← All posts
LLM Architecture Survey
Transformer Variants & Systems — Final Version
Updated April 2026

LLM Architecture Survey: From Transformers to Modern Variants

Published · 10 min read

A technical survey of large language model architectures covering backbone design, attention mechanisms, sparsity patterns, mixture-of-experts, normalization strategies, loss modifications, position encodings, and systems-level considerations for training and inference at scale.

Pre-norm GQA SwiGLU RoPE MoE FlashAttention Z-Loss

1. Introduction

The transformer architecture introduced by Vaswani et al. [1] remains the dominant paradigm for large language models. However, nearly every component has been re-examined and modified to improve training stability, inference efficiency, and scaling behavior. Modern LLMs deviate significantly from the original encoder-decoder design.

This survey tracks the evolution from the vanilla transformer to current decoder-only dense and mixture-of-experts models. We focus on architectural choices that meaningfully impact model quality, throughput, and memory at the 7B to 500B+ parameter scale. The goal is to systematize the design space and connect implementation details to first-principles trade-offs.
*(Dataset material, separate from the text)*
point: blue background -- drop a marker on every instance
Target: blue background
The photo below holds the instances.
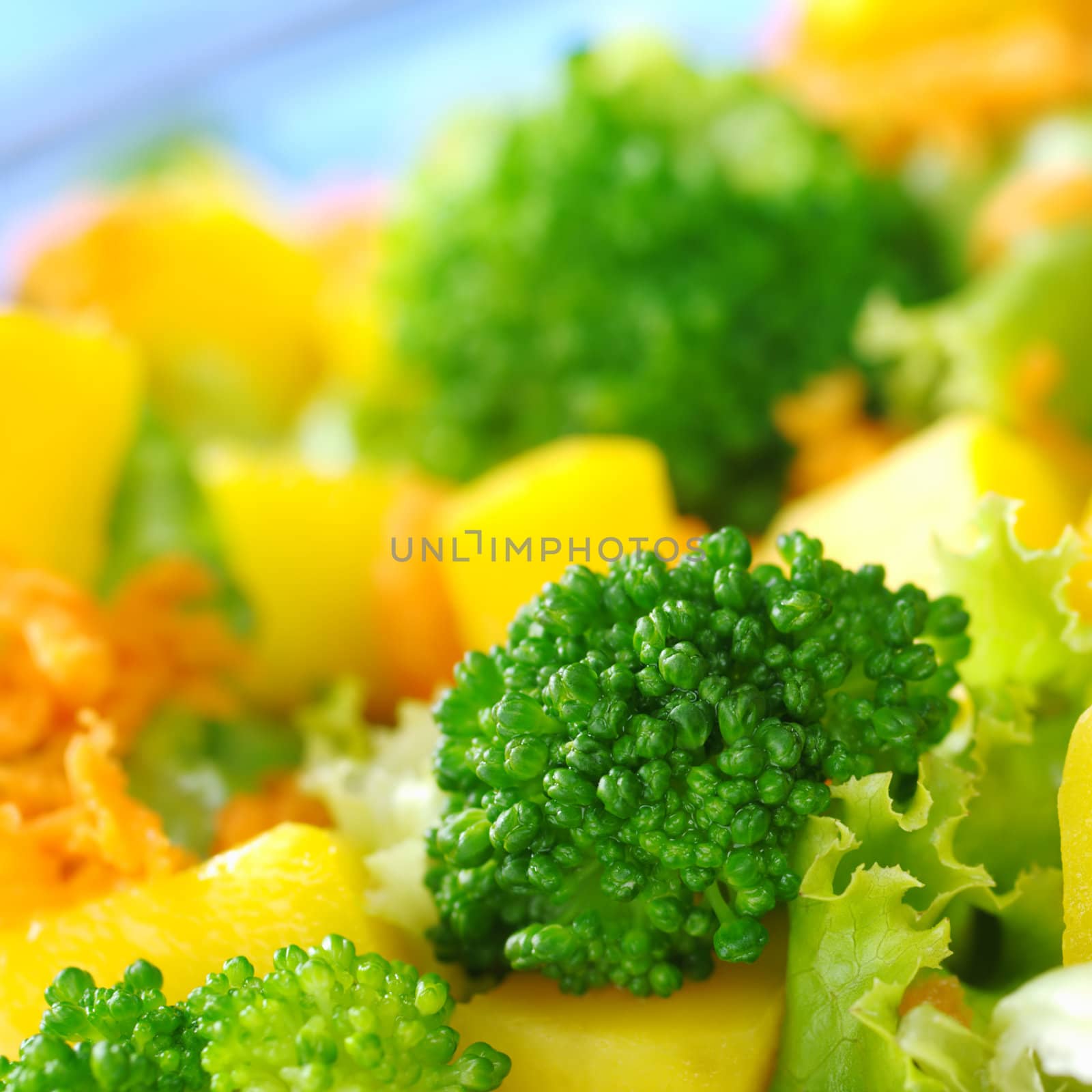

Scope: We cover PaLM [2], LLaMA 2 [3], Mistral [12], Command A [13], and related open models. We omit multimodal and retrieval-augmented extensions. Scaling laws from Kaplan et al. [10] provide the theoretical backdrop.

2. Transformer Backbone

All modern LLMs use a decoder-only architecture with causal masking. The encoder-decoder structure was dropped early due to simplicity and the observation that decoder-only models trained with next-token prediction scale smoothly to zero-shot and few-shot tasks.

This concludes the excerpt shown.